O acordo entre Governo e Renamo, principal partido de oposição, para o fim das hostilidades revela saturação das partes e o falhanço de uma solução militar, mas o entendimento será testado nas eleições gerais, já daqui a dois meses.
Ao fim de 69 rondas negociais em Maputo, as partes alcançaram finalmente o consenso em relação à integração do braço armado da Renamo nas Forças de Defesa e de Segurança e uma amnistia para os crimes cometidos durante mais de um ano e meio de conflito, desconhecendo-se ainda os detalhes do entendimento e quando ou por quem será assinado.
O politólogo moçambicano Jaime Macuane acredita que, para o processo de diálogo se ter arrastado tanto tempo, foi tentada uma solução militar que “não deu certo". Ainda assim, "não seria sustentável porque falharia as razões fundamentais para que a crise atingisse esta magnitude".
"Apesar de as partes não terem considerado isto como tal, Moçambique viveu uma guerra", alerta por seu lado António Francisco, investigador do Instituto de Estudos Sociais e Económicos (IESE).
Desde há mais de um ano, a circulação na única estrada que liga o sul ao centro do país só é possível com escoltas militares, que até há um mês eram atacadas por homens da Renamo. E o exército reforçou as suas posições na região da Gorongosa, província de Sofala, onde se presume estar escondido o líder da oposição, Afonso Dhlakama. O número de vítimas resultante de numerosos confrontos, incluindo civis, é desconhecido.
"Achava-se que 20 anos depois a paz era um dado adquirido e não era", insiste António Francisco, que vê o acordo anunciado na terça-feira como "uma trégua, uma moratória", no âmbito de um processo "anacrónico", centrado nos dois beligerantes históricos, "frágil, ‘adhoc' e informal, até na forma como secundarizou a Assembleia da República".
O teor das reivindicações da Renamo remete para o Acordo Geral de Paz, que em 1992 colocou fim a 16 anos de guerra civil e que, "por conta de uma implementação deficiente, voltou ao de cima" duas décadas mais tarde. "Isto deve chamar a nossa atenção", avisa Jaime Macuane, salientando também a permanência de um grupo armado fora do quadro das forças armadas regulares.
"Este acordo, pelas circunstâncias em que foi feito e pelo conjunto das suas reivindicações, tem um caráter essencialmente transitório", defende o investigador de Ciência Política da Universidade Eduardo Mondlane. E o seu sucesso depende, mais uma vez, "da forma como vai ser implementado".

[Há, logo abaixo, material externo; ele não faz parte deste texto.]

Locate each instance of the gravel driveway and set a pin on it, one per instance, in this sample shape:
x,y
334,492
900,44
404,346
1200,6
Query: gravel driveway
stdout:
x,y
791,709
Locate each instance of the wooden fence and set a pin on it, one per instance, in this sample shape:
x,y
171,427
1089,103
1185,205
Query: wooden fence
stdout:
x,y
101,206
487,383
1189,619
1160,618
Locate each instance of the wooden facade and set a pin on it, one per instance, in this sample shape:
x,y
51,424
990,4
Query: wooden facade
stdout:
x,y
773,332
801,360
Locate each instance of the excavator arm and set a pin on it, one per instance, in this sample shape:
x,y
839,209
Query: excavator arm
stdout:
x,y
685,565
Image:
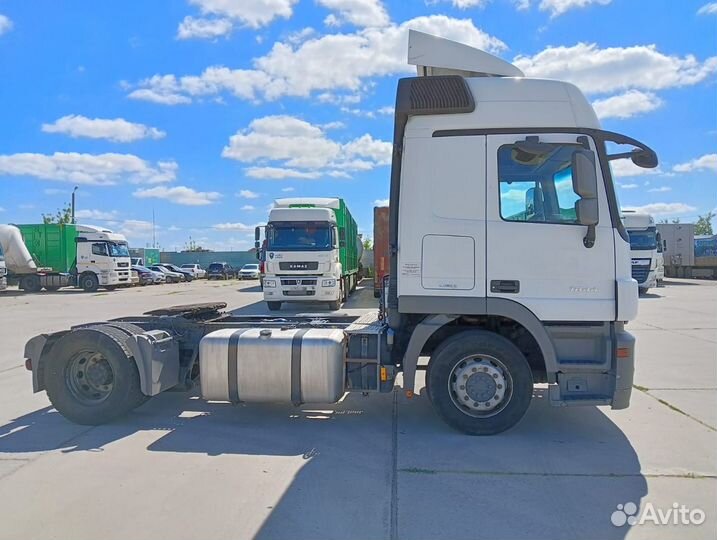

Todo este processo desenrola-se em simultâneo com a contagem decrescente para as eleições gerais (presidenciais, legislativas e assembleias provinciais) de 15 de outubro, um período sensível de transição em que o atual Presidente, Armando Guebuza, termina o seu segundo e último mandato, e a Frelimo, partido no poder desde a independência, em 1975, candidata o ex-ministro da Defesa Filipe Nyusi para a sua sucessão.
Estas serão as quintas presidenciais de Dhlakama e em todas saiu derrotado, numa equação que agora se complica com o advento do MDM (Movimento Democrático de Moçambique, terceira força do país) nos meios urbanos e que conquistou importantes municípios, como a Beira, Nampula e Quelimane nas últimas autárquicas, que não contaram com a participação da Renamo.
"Se Dhlakama fica em terceiro lugar [nas presidenciais, atrás de Nyusi e Daviz Simango, líder do MDM], pode provocar uma crise idêntica" à que protagonizou no último ano e meio, receia o investigador do IESE.
"As eleições têm historicamente alguma margem de conflituosidade, foi assim em quase todas elas", assinala Macuane, pelo que a paz em Moçambique vai ser testada. E também as instituições do Estado, sua isenção e capacidade de acomodar as exigências da oposição, desde logo a polícia, segundo o académico, recordando perturbações nas últimas autárquica.
O problema da exclusão politica, social, económica, sustenta politólogo, é mais "amplo e sério" do que a Renamo e "a reconciliação tem de envolver toda a sociedade".
Mas, para isso, segundo António Francisco, seria preciso que os beligerantes "mostrassem essa abertura". O acordo "até pode ser duradouro, mas não tranquilizador e o que predomina ainda é a alta incerteza".